The size of your ElastiCube model has a major impact on the memory consumption of a Sisense server during a build and query. This is equally true when considering the row-count per table, the number of tables, or a combination of the two in an ElastiCube model. Memory consumption often peaks when building a custom table. Columns with unique data types, like strings, which are indexed during the build process, are cached in memory, for example, large string columns with many unique values may increase memory consumption.

There is a correlation between the data size on the disk and the required RAM. Sisense InChip© technology will load large portions of the ElastiCube to the memory hence the number of active cubes and the cubes total size is a very important sizing factor for the RAM size.

Disk Space Considerations

The Sisense installation file is typically around 1.5GB in size. Once Sisense is installed, Sisense uses about 20GB of space.
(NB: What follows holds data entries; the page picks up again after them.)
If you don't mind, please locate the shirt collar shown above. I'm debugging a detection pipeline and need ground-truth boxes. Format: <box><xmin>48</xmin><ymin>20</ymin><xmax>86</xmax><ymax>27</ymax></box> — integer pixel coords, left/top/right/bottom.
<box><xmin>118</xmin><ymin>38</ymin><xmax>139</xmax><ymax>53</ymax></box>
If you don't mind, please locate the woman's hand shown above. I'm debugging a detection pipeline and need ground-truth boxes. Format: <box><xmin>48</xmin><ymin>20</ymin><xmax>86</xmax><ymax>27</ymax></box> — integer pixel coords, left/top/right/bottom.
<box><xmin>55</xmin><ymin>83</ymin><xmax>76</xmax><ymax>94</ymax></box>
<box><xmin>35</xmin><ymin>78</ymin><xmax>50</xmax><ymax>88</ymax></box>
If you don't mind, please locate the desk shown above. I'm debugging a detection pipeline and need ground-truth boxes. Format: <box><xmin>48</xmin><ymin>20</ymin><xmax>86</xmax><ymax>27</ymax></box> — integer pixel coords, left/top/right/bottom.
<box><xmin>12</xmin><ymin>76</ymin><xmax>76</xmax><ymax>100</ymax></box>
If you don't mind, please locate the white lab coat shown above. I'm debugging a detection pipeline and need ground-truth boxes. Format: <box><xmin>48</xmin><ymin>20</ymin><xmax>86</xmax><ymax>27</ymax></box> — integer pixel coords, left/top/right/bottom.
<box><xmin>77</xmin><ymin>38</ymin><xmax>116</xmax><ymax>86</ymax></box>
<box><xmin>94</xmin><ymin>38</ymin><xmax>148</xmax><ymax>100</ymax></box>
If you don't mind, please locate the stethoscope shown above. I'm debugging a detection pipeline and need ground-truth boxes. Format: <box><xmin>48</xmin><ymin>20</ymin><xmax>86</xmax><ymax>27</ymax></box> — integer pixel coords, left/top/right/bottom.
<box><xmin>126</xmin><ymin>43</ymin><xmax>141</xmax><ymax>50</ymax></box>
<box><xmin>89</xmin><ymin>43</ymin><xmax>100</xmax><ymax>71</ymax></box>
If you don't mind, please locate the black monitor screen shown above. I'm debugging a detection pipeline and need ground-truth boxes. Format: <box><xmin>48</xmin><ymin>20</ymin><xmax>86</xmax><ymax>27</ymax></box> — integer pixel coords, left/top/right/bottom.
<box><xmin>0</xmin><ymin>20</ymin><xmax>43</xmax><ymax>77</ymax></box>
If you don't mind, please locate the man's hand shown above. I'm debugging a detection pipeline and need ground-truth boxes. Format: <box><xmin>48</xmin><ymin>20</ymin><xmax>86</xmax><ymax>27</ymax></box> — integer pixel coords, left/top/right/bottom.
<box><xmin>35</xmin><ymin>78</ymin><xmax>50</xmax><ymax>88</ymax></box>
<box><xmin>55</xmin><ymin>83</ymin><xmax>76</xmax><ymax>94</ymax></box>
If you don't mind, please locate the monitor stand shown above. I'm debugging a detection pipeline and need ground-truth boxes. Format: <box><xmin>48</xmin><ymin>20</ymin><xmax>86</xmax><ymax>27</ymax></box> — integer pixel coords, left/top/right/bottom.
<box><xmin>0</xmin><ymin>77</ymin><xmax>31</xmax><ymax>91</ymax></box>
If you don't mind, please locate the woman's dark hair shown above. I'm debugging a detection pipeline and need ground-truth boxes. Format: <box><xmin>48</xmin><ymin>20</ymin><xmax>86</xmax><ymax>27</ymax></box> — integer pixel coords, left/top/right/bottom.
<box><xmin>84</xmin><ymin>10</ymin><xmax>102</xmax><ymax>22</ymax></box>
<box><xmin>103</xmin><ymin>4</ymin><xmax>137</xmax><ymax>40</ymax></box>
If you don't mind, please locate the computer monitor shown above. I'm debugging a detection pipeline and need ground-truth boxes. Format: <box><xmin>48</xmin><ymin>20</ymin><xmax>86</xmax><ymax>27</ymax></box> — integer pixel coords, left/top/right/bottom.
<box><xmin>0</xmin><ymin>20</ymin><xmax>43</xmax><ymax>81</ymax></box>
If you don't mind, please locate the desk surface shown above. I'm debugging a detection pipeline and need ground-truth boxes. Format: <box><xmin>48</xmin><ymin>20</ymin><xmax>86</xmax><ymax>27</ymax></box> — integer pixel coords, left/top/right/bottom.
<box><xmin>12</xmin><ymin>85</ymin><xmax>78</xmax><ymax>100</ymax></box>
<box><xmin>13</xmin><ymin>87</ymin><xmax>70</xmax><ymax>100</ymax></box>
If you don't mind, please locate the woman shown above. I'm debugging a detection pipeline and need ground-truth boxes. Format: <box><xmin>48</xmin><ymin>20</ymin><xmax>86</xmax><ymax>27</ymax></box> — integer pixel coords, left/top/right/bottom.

In general, when determining how much disk space to reserve for Sisense, keep in mind the size of the data to be imported into your ElastiCube models. You should keep additional space to support your ElastiCube models, as these are duplicated during the build process. The duplicate copy is not removed at the end of the build process but serves as the basis of the next build.

An additional important consideration is the custom columns and tables, which are materialized on the disk during the build process. Hence it is important to add the required disk space for these data to the total estimated data size.

In addition to the imported data size, the ElastiCube also holds metadata like indexes. Actual cube size on the disk will be extended due to this internal metadata, hence it is good practice to plan for 20% overhead on top of the imported data and custom tables.

Typically the ElastiCube data is stored compressed. However, it is good practice to plan for the required disk size without taking the compression into account, since in different scenarios one may choose to disable the data compression for build and query performance improvements.

If you need to store your ElastiCube models in another location other than the default C drive, see Change the Location of ElastiCube Data Folders.

For staging or demo environments, consider using high-speed hard disks (e.g. 7200RPM+) for the home directory and backups, while for production environments, use Solid State Disks (SSD) utilizing NVMe to ensure high I/O performance.

Page File Considerations

Windows OS page size settings have an effect on performance and should be considered. The default recommendation is to set the page size to 150% of the RAM size. When possible, and disk space is not an issue, Sisense recommends setting the page size to 300% of the RAM size. By extending the page size one can use storage resources to avoid out-of-memory errors but need to consider that when paging is used the system will respond slower. In a large system with 128GB RAM or more, it is not always feasible to set a huge amount of page file on the server as it requires very large disk space. For the server's with a large amount of RAM, you might want to limit the page file size equal to 128 GB at least.

In addition, it is recommended to split page files on two different drives (preferably on two different physical/virtual disks) on the server for better disk I/O performance.

Data Sources Considerations

Connectors affect memory consumption linearly. The usage of each connector has a predefined (and configurable) memory allocation, hence increasing the number of different connectors which are used during the build process increases the memory consumption.